You really start to feel just how huge and bloated a lot of web pages have become when you get a mobile broadband dongle and are charged £15 per GB by Vodafone. One popular British forum site has some pages weighing in at upwards of 1MB each!
Opera 10 attempts to remedy this with its "Turbo" function - if you've used Opera Mini on a mobile phone, it's basically this for the desktop browser, going through a proxy to shrink images and strip out unnecessary stuff. It's worth having Opera installed on your laptop just for this - on average, it's been shrinking pages by around 3x for me. A brilliant and unique feature.
I've been using the Opera 10 alpha as my primary browser, and I love it. The addition of in line spell check allowed me to leave Firefox behind 6 months ago.
I pretty much only use it for the Firebug plugin, but the Opera's clone of Firebug, Dragonfly is looking better all the time. To check it out click Tools>Advanced>Developer tools.
Dragonfly seems to have been improved quite a bit since the Alpha.
Now you can click on the elements in the web page and have them selected in the source. Nice.
The only thing I miss in Opera now is Firefox's tags feature for the bookmarks . . .
Not sure why my text summary isn't showing up, but anyway, here's a download link: http://www.opera.com/browser/next/. I figured linking to the article about the standards support would be more appropriate for HN.
Small browsers implementing cool features always makes it painfully obvious how poor and inextensible HTML and CSS really are.

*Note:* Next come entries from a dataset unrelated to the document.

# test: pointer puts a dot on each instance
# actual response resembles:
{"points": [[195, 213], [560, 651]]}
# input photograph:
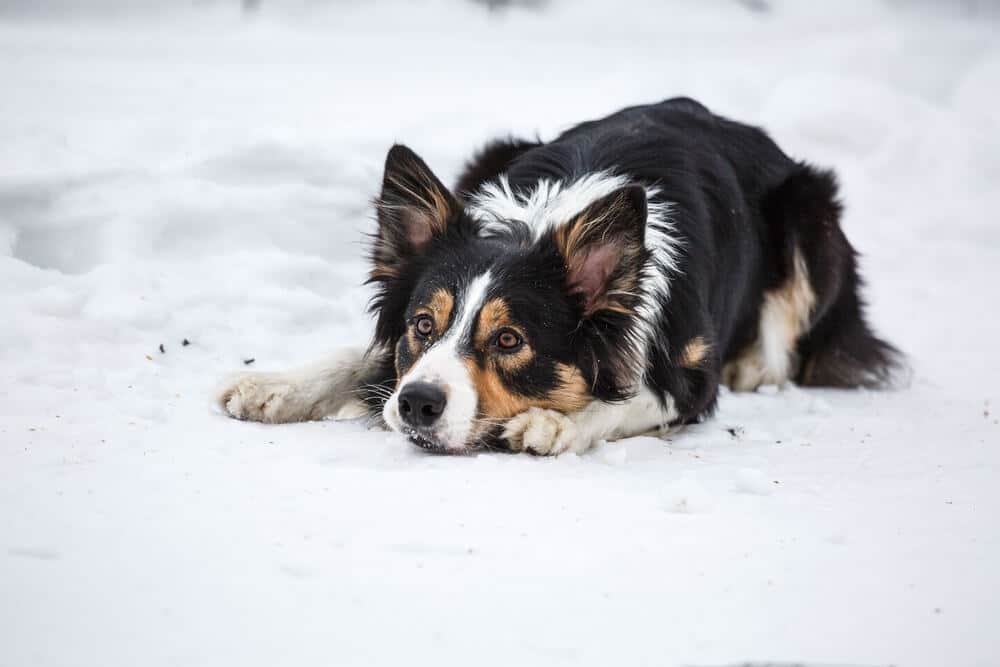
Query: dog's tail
{"points": [[838, 348]]}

There's no way you can use CSS3 for the next 4-8 years.
I (and my coworkers) have lately taken to coding for Safari/FF/Opera as long as IE will degrade in some way that's not horrible. For example, we used to have this rounded corner div helper that did all kinds of crazy shit to get rounded corners in IE. Now though, we just set moz-border-radius, webkit-border-radius and border-radius. IE users see a box with sharp corners, and if Microsoft ever implements border-radius they'll see it rounded, but until then it's not really a big deal. I could see doing the same thing with fonts or other such "nice" additions to CSS.
Is there any downside though to using something like the @font-face css3 tag?
It seems to fallback quite nicely to whatever secondary, standard font you setup so I don't see why not use it to give the people using more up-to-date browsers a benefit.
I like the visual tabs. They were introduced by the discontinued Shiira browser and I am happy to have them back. I actually had a todo on my list to file a request, now I am happy. Thanks!
Opera 10 attempts to remedy this with its "Turbo" function - if you've used Opera Mini on a mobile phone, it's basically this for the desktop browser, going through a proxy to shrink images and strip out unnecessary stuff. It's worth having Opera installed on your laptop just for this - on average, it's been shrinking pages by around 3x for me. A brilliant and unique feature.